The bypass option facilitates establishing a straight through connection between input (AXI4-Stream slave) and output (AXI4-Stream master) interfaces bypassing any processing functionality.

Flag BYPASS (bit 4 of the CONTROL register) can turn bypass on (1) or off, when the core instance Debugging Features were enabled at generation. Within the IP this switch controls multiplexers in the AXI4-Stream path.

In bypass mode the core processing function is bypassed, and the core repeats AXI4-Stream input samples on its output.

Starting a system with all processing cores set to bypass, then by turning bypass off from the system input towards the system output allows verification of subsequent cores with known good stimuli.

### **Built-in Test-Pattern Generator**

The optional built-in test-pattern generator facilitates to temporarily feed the output AXI4-Stream master interface with a predefined pattern.

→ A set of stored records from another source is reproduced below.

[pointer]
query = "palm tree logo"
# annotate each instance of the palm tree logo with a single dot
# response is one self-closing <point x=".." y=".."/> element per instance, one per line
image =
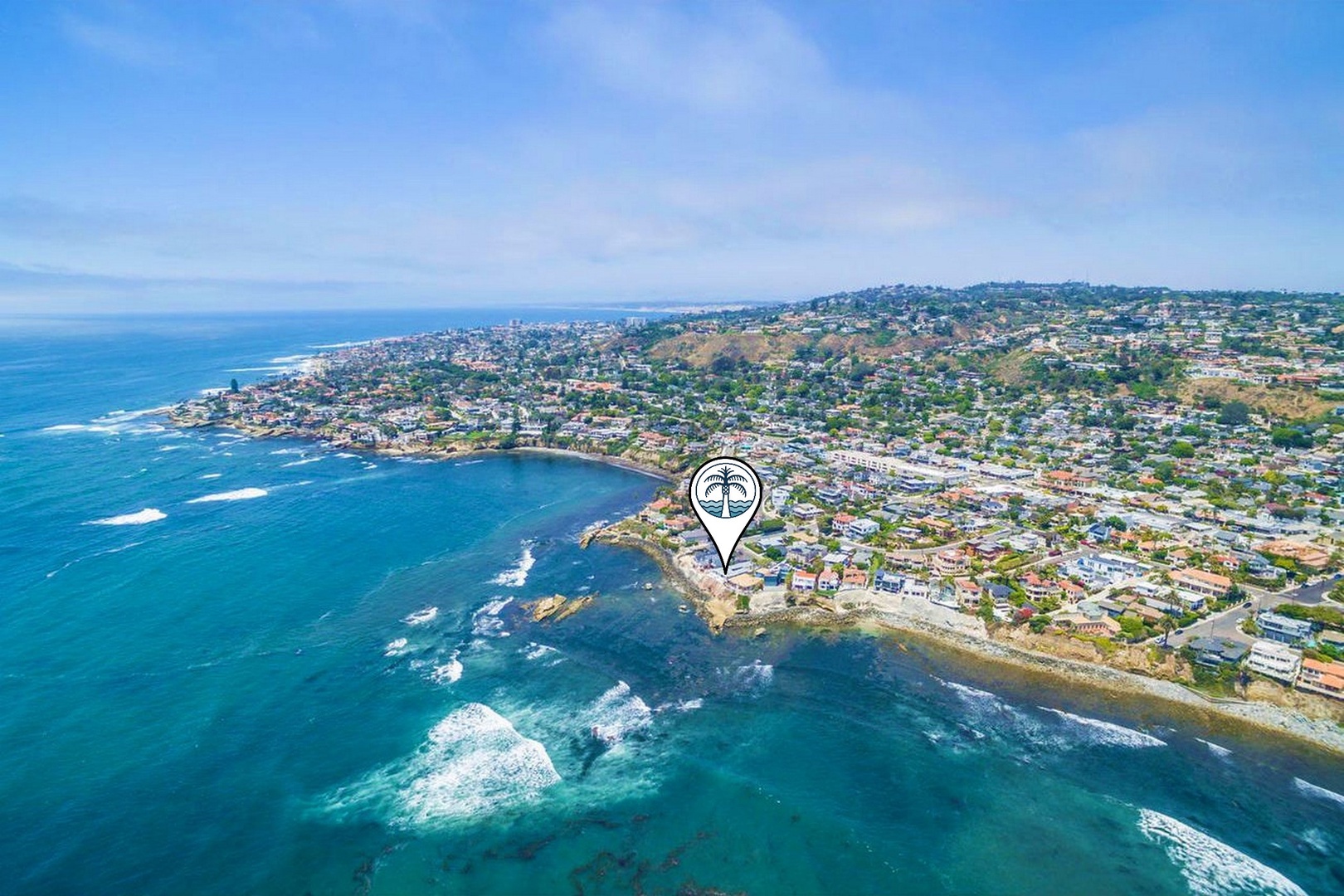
<point x="724" y="481"/>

Flag TEST\_PATTERN (bit 5 of the CONTROL register) can turn test-pattern generation on (1) or off, when the core instance **Debugging Features** were enabled at generation. Within the IP this switch controls multiplexers in the AXI4-Stream path, switching between the regular core processing output and the test-pattern generator. When enabled, a set of counters generate 256 scan-lines of color-bars, each color bar 64 pixels wide, repetitively cycling through Black, Green, Blue, Cyan, Red, Yellow, Magenta, and White colors till the end of each scan-line. After the Color-Bars segment, the rest of the frame is filled with a monochrome horizontal and vertical ramp.

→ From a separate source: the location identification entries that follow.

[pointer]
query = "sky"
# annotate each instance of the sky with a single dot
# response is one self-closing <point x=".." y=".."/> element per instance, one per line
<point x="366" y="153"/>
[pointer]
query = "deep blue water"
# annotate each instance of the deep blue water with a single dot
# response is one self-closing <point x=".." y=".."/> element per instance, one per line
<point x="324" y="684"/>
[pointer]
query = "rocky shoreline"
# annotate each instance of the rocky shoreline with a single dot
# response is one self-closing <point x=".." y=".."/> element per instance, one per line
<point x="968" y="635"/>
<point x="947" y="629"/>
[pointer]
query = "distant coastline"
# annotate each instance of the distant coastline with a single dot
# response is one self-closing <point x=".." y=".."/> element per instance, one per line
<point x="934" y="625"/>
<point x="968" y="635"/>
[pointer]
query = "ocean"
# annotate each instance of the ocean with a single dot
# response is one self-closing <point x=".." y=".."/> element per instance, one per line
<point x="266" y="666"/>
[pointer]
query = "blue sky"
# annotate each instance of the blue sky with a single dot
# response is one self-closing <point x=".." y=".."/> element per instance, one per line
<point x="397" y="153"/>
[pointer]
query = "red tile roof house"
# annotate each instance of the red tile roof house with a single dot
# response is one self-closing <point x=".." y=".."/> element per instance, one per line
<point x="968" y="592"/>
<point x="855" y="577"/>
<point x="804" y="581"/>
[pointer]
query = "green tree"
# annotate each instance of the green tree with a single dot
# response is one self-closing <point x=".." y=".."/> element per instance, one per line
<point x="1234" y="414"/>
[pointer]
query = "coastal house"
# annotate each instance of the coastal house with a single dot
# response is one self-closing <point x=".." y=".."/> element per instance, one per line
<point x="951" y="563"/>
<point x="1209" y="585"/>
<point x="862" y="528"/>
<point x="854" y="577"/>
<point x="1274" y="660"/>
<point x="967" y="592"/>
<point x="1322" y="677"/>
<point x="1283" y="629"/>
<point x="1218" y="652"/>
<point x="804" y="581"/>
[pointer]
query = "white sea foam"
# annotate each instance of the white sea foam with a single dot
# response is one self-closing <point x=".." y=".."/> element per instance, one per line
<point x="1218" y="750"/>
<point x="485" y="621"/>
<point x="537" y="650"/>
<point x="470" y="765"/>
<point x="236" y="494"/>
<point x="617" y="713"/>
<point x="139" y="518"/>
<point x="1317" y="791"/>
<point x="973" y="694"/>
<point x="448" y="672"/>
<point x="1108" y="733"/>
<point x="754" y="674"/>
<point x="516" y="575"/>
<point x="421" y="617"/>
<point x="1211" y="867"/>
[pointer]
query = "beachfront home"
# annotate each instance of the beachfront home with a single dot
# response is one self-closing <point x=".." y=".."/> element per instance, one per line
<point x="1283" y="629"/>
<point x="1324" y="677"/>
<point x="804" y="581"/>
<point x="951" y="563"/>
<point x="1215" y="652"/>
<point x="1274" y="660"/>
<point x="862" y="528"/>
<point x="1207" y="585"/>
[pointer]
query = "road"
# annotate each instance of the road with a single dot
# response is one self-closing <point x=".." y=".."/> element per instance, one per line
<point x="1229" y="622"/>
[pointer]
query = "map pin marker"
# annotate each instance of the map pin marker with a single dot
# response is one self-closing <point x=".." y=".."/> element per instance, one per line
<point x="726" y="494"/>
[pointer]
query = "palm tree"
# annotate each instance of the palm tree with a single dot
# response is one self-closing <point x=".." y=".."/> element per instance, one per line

Starting a system with all processing cores set to test-pattern mode, then by turning test-pattern generation off from the system output towards the system input allows successive bring-up and parameterization of subsequent cores.

### **Throughput Monitors**

Throughput monitors enable monitoring processing performance within the core. This information can be used to help debug frame-buffer bandwidth limitation issues, and if possible, allow video application software to balance memory pathways.



Often times video systems, with multiport access to a shared external memory, have different processing islands. For example, a pre-processing sub-system working in the input video clock domain may clean up, transform, and write a video stream, or multiple video streams to memory. The processing sub-system may read the frames out, process, scale, encode, then write frames back to the frame buffer, in a separate processing clock domain.

Finally, the output sub-system may format the data and read out frames locked to an external clock.

Typically, access to external memory using a multiport memory controller involves arbitration between competing streams. However, to maximize the throughput of the system, different memory ports may need different specific priorities. To fine tune the arbitration and dynamically balance frame rates, it is beneficial to have access to throughput information measured in different video datapaths.

The SYSDEBUGO (0x0014) (or Frame Throughput Monitor) indicates the number of frames processed since power-up or the last time the core was reset. The SYSDEBUG1 (0x0018), or Line Throughput Monitor, register indicates the number of lines processed since power-up or the last time the core was reset. The SYSDEBUG2 (0x001C), or Pixel Throughput Monitor, register indicates the number of pixels processed since power-up or the last time the core was reset.

Priorities of memory access points can be modified by the application software dynamically to equalize frame, or partial frame rates.

### **Evaluation Core Timeout**

The Color Filter Array Interpolation hardware evaluation core times out after approximately eight hours of operation. The output is driven to zero. This results in a black screen for RGB color systems and in a dark-green screen for YUV color systems.

# **Interface Debug**

### **AXI4-Lite Interfaces**

Table C-1 describes how to troubleshoot the AXI4-Lite interface.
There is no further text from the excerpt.